The Complete Magazine on Open Source

Hack bootsector and write your own

5.39K 0

This article is a tutorial on writing your own bootsector. It is a good exercise in understanding how the bootsector works and trying your hand at writing something that boots. Who knows? You might be able to write your own OS some day!

Many young programmers dream of writing the code for their own operating system. But when they realise they have to write everything from scratch, including the code for the device and file system drivers, they give up the dream.
Of course, one can just write the core components and port all the existing stuff to the new system. But even getting a kernel ready – one that supports only very basic features —would be a long process. Moreover, porting the existing components will not give you that ‘developed-by-me’ feeling.

So here is a solution: start off by writing something that just boots, rather than an entire OS, or even a kernel. Later, the same steps can be followed to develop an advanced bootloader, and eventually a kernel, which essentially lays the foundation for your own OS.

Before starting, let’s first address the following question: why develop a new operating system?

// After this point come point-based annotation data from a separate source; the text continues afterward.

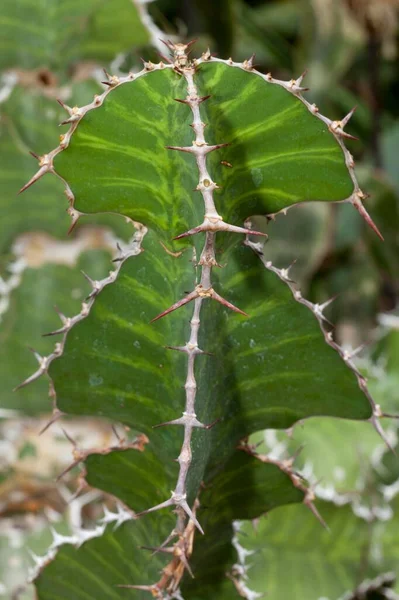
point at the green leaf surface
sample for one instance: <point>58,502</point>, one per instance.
<point>53,34</point>
<point>295,557</point>
<point>267,370</point>
<point>290,158</point>
<point>253,387</point>
<point>265,373</point>
<point>99,566</point>
<point>30,314</point>
<point>118,556</point>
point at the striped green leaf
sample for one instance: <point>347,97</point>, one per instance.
<point>28,312</point>
<point>266,370</point>
<point>280,153</point>
<point>117,558</point>
<point>320,563</point>
<point>53,34</point>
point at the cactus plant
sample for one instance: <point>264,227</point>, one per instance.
<point>254,354</point>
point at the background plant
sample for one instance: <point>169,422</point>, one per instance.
<point>332,264</point>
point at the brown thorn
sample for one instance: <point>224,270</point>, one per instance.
<point>178,421</point>
<point>29,380</point>
<point>318,516</point>
<point>176,305</point>
<point>189,44</point>
<point>183,559</point>
<point>56,332</point>
<point>191,515</point>
<point>65,471</point>
<point>210,425</point>
<point>154,508</point>
<point>73,224</point>
<point>118,437</point>
<point>63,105</point>
<point>363,212</point>
<point>188,233</point>
<point>377,426</point>
<point>69,438</point>
<point>35,178</point>
<point>228,304</point>
<point>57,414</point>
<point>165,58</point>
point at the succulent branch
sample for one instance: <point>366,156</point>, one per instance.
<point>253,373</point>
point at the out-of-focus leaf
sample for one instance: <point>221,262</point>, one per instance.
<point>55,33</point>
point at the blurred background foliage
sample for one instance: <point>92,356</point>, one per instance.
<point>350,49</point>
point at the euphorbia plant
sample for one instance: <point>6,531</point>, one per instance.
<point>188,150</point>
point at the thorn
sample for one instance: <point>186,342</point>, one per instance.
<point>65,471</point>
<point>176,305</point>
<point>319,308</point>
<point>57,414</point>
<point>29,380</point>
<point>228,304</point>
<point>68,109</point>
<point>208,225</point>
<point>300,79</point>
<point>356,200</point>
<point>56,332</point>
<point>74,214</point>
<point>210,425</point>
<point>190,514</point>
<point>165,58</point>
<point>44,169</point>
<point>346,119</point>
<point>68,437</point>
<point>191,43</point>
<point>377,426</point>
<point>154,508</point>
<point>196,149</point>
<point>183,559</point>
<point>249,63</point>
<point>38,356</point>
<point>153,589</point>
<point>309,504</point>
<point>118,437</point>
<point>179,421</point>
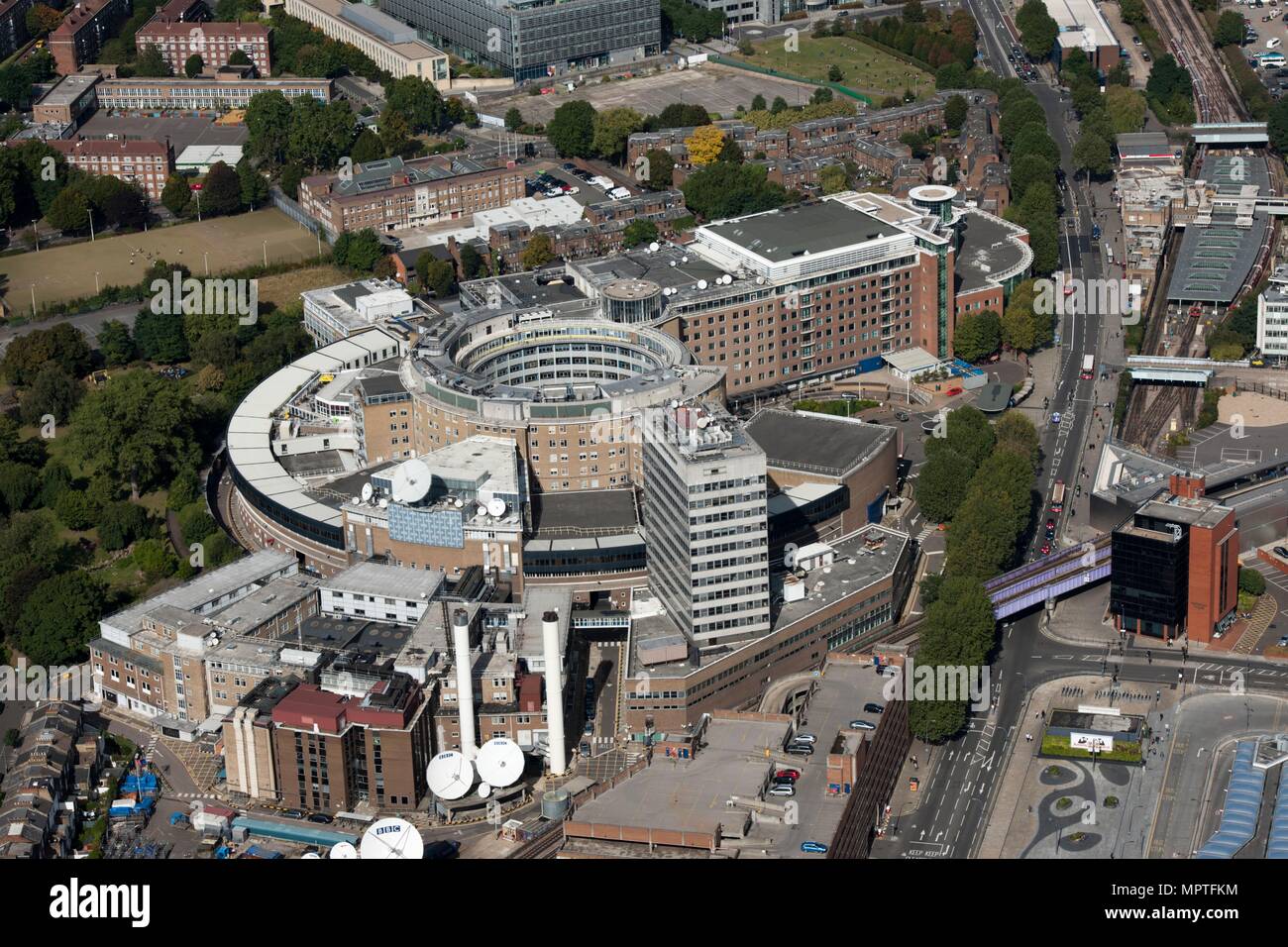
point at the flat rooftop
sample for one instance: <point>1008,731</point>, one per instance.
<point>806,228</point>
<point>692,795</point>
<point>386,581</point>
<point>584,513</point>
<point>825,444</point>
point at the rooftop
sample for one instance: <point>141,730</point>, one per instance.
<point>825,444</point>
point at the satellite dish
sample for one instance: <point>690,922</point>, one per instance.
<point>411,480</point>
<point>391,838</point>
<point>500,762</point>
<point>450,775</point>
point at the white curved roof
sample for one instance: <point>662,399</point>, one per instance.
<point>249,431</point>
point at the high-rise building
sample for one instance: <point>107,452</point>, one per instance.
<point>532,39</point>
<point>706,525</point>
<point>1176,566</point>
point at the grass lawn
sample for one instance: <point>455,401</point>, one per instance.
<point>286,287</point>
<point>864,68</point>
<point>1122,751</point>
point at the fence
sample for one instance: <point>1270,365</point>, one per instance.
<point>296,213</point>
<point>761,69</point>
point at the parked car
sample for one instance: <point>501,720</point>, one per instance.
<point>442,849</point>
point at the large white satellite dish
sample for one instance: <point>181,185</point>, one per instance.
<point>500,762</point>
<point>411,480</point>
<point>450,775</point>
<point>391,838</point>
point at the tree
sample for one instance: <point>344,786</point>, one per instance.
<point>941,484</point>
<point>69,211</point>
<point>43,20</point>
<point>268,127</point>
<point>151,63</point>
<point>726,189</point>
<point>220,192</point>
<point>539,252</point>
<point>1038,30</point>
<point>1252,581</point>
<point>62,346</point>
<point>360,250</point>
<point>120,523</point>
<point>704,145</point>
<point>660,167</point>
<point>53,392</point>
<point>639,231</point>
<point>1093,155</point>
<point>572,129</point>
<point>254,187</point>
<point>137,427</point>
<point>610,129</point>
<point>977,335</point>
<point>434,274</point>
<point>394,133</point>
<point>1229,30</point>
<point>59,617</point>
<point>416,99</point>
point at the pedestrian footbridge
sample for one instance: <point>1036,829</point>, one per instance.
<point>1051,577</point>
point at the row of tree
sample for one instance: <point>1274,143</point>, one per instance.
<point>980,476</point>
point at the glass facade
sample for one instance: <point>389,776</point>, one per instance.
<point>529,40</point>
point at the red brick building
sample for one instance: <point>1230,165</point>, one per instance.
<point>81,35</point>
<point>147,163</point>
<point>214,43</point>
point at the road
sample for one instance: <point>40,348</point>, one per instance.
<point>962,774</point>
<point>88,322</point>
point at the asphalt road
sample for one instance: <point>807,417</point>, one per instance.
<point>88,322</point>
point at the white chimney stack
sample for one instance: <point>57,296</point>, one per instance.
<point>554,693</point>
<point>464,684</point>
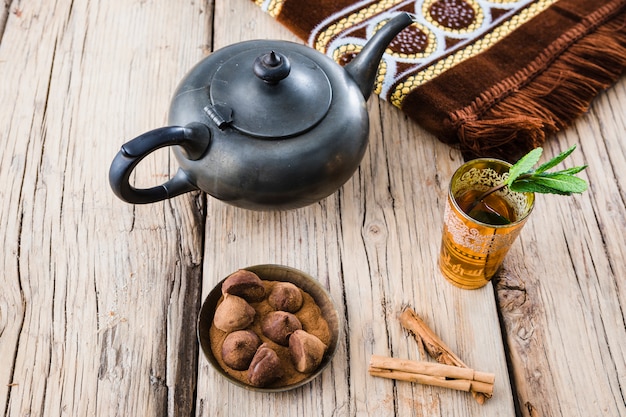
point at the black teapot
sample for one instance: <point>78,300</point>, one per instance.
<point>263,125</point>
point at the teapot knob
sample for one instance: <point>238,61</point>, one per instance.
<point>272,67</point>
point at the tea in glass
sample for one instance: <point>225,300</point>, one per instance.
<point>479,230</point>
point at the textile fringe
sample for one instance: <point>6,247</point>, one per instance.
<point>519,113</point>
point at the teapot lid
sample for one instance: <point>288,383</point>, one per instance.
<point>271,95</point>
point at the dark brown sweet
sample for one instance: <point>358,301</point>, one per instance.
<point>244,284</point>
<point>285,296</point>
<point>233,313</point>
<point>265,367</point>
<point>307,351</point>
<point>278,326</point>
<point>239,348</point>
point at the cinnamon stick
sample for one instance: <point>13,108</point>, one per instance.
<point>457,384</point>
<point>430,369</point>
<point>435,347</point>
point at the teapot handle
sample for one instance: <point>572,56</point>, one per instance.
<point>194,138</point>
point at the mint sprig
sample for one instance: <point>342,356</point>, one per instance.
<point>524,179</point>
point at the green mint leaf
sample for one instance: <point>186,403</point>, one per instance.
<point>573,170</point>
<point>561,183</point>
<point>530,186</point>
<point>524,165</point>
<point>555,161</point>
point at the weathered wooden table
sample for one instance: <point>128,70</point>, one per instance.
<point>99,298</point>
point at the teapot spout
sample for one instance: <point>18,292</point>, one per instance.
<point>364,66</point>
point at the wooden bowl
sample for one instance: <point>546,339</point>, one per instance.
<point>273,273</point>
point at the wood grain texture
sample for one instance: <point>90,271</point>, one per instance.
<point>374,245</point>
<point>562,292</point>
<point>97,294</point>
<point>99,298</point>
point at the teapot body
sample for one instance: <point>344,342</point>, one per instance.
<point>263,125</point>
<point>268,173</point>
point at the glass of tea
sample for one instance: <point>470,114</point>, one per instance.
<point>479,229</point>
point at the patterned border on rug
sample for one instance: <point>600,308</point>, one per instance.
<point>494,77</point>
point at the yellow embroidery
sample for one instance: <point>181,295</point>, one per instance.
<point>326,36</point>
<point>490,39</point>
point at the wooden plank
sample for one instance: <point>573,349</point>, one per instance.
<point>374,244</point>
<point>99,297</point>
<point>562,293</point>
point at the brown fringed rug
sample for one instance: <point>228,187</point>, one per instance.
<point>494,77</point>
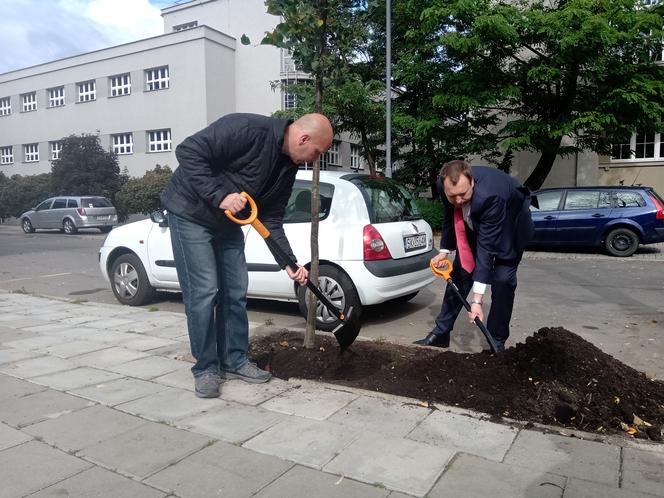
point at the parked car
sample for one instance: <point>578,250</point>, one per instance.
<point>71,213</point>
<point>617,218</point>
<point>374,247</point>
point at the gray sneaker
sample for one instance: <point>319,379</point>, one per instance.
<point>248,372</point>
<point>207,385</point>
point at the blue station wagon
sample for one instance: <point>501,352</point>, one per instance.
<point>617,218</point>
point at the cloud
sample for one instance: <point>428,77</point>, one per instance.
<point>38,31</point>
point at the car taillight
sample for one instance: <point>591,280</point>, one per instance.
<point>658,205</point>
<point>374,245</point>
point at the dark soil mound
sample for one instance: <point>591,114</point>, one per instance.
<point>554,378</point>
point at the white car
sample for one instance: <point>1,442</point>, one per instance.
<point>373,244</point>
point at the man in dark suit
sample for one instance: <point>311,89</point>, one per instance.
<point>487,213</point>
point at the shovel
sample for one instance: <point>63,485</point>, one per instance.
<point>348,330</point>
<point>447,275</point>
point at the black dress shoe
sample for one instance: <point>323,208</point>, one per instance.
<point>439,341</point>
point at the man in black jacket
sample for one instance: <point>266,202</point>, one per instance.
<point>489,213</point>
<point>237,153</point>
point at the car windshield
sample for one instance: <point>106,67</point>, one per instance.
<point>388,201</point>
<point>95,202</point>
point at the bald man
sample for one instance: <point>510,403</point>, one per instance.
<point>237,153</point>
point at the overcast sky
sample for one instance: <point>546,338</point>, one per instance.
<point>37,31</point>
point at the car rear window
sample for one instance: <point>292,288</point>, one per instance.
<point>95,202</point>
<point>387,200</point>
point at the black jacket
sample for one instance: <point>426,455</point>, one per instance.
<point>236,153</point>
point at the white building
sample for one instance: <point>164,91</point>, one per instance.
<point>145,97</point>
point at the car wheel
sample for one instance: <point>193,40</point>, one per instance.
<point>27,226</point>
<point>339,289</point>
<point>621,242</point>
<point>129,281</point>
<point>69,227</point>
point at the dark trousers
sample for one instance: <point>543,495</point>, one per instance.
<point>503,289</point>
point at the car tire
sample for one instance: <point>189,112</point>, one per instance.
<point>129,281</point>
<point>69,227</point>
<point>26,225</point>
<point>339,289</point>
<point>621,242</point>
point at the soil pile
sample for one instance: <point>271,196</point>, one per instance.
<point>554,378</point>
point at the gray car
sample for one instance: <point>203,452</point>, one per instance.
<point>71,213</point>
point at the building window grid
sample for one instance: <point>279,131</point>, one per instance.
<point>5,106</point>
<point>31,153</point>
<point>29,101</point>
<point>120,85</point>
<point>157,78</point>
<point>7,155</point>
<point>123,143</point>
<point>56,96</point>
<point>87,91</point>
<point>56,150</point>
<point>159,140</point>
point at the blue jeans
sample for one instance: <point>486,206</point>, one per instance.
<point>213,277</point>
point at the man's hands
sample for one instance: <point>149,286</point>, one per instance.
<point>233,202</point>
<point>300,276</point>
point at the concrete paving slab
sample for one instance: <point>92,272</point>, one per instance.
<point>313,402</point>
<point>35,367</point>
<point>145,450</point>
<point>100,423</point>
<point>305,441</point>
<point>397,463</point>
<point>300,482</point>
<point>474,477</point>
<point>578,488</point>
<point>150,367</point>
<point>33,466</point>
<point>11,437</point>
<point>596,462</point>
<point>118,391</point>
<point>465,434</point>
<point>169,405</point>
<point>108,357</point>
<point>98,483</point>
<point>232,422</point>
<point>393,418</point>
<point>253,394</point>
<point>76,378</point>
<point>643,471</point>
<point>220,470</point>
<point>39,406</point>
<point>11,387</point>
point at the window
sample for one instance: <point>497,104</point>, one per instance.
<point>29,101</point>
<point>87,91</point>
<point>31,153</point>
<point>187,25</point>
<point>123,143</point>
<point>356,159</point>
<point>159,140</point>
<point>7,155</point>
<point>156,79</point>
<point>120,85</point>
<point>56,150</point>
<point>56,96</point>
<point>5,106</point>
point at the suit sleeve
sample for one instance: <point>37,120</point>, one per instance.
<point>492,218</point>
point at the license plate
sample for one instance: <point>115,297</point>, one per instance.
<point>414,242</point>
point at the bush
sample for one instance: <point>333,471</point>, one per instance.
<point>432,212</point>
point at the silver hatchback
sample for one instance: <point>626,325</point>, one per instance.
<point>71,213</point>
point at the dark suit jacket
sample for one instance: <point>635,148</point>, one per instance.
<point>500,213</point>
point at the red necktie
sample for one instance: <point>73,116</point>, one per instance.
<point>463,247</point>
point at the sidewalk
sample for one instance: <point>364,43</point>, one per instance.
<point>96,400</point>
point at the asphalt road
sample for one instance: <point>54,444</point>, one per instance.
<point>615,303</point>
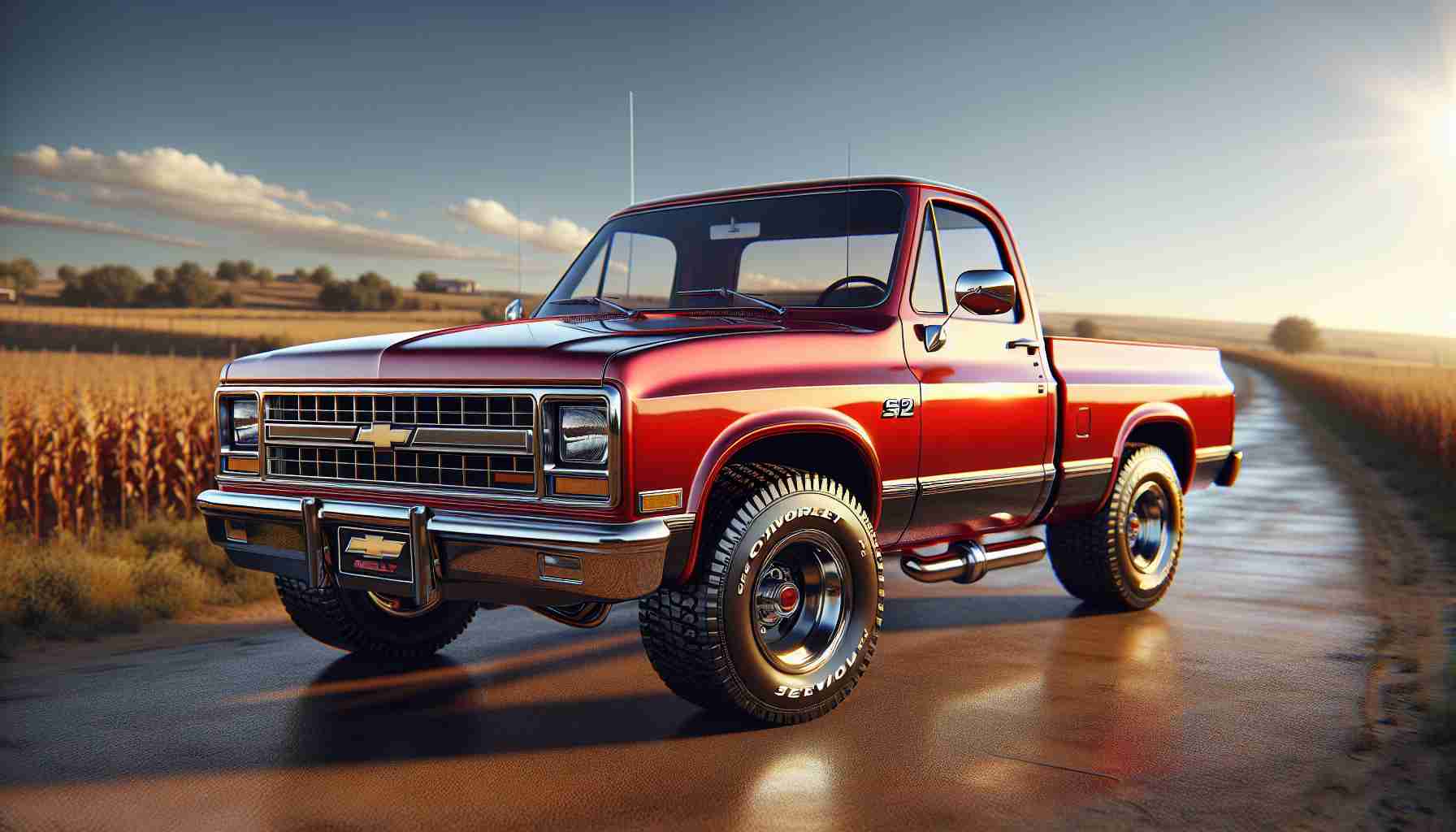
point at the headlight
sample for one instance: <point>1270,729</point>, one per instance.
<point>583,435</point>
<point>244,422</point>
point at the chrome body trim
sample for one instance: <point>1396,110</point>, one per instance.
<point>1088,466</point>
<point>619,560</point>
<point>987,479</point>
<point>899,488</point>
<point>1213,453</point>
<point>542,452</point>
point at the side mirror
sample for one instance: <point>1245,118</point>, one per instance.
<point>986,292</point>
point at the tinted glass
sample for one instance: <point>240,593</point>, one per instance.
<point>965,244</point>
<point>925,292</point>
<point>829,249</point>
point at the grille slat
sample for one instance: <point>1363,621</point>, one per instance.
<point>402,465</point>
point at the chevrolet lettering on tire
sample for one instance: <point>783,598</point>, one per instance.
<point>728,410</point>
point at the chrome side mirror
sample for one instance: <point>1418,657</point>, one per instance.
<point>932,336</point>
<point>986,292</point>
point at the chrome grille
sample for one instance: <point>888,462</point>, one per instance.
<point>328,449</point>
<point>402,409</point>
<point>404,466</point>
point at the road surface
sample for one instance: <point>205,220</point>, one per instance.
<point>996,704</point>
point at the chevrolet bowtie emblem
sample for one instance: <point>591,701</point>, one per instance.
<point>375,547</point>
<point>382,435</point>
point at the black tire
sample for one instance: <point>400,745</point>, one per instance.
<point>1104,558</point>
<point>705,640</point>
<point>351,621</point>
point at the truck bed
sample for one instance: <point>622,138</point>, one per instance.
<point>1112,391</point>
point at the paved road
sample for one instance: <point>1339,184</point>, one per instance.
<point>986,705</point>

This article doesn’t assume that everybody is going to develop a brand new operating system. We have many OSs already, and our time and resources could be donated to such existing community projects.

However, one reason why you could consider writing your own OS is that it’s a great learning experience. You are at the lowest level of software (just above the firmware), and in contact with bare metal. Any hardware component is ready to obey your orders. And all that matters is your capability to give the correct orders (which is what is called drivers).

Despite being time-consuming, bootsector experiments can give you the confidence that doing an entire Java or PHP course can’t.

Figure 1: QEMU runs the Hello World bootable program

Note: The code snippets and explanations given in this article target the Intel x86 architecture. This means you can try them on Intel 8086 to Core i7, any x86 compatible CPU from AMD or other vendor, or on an emulator like QEMU.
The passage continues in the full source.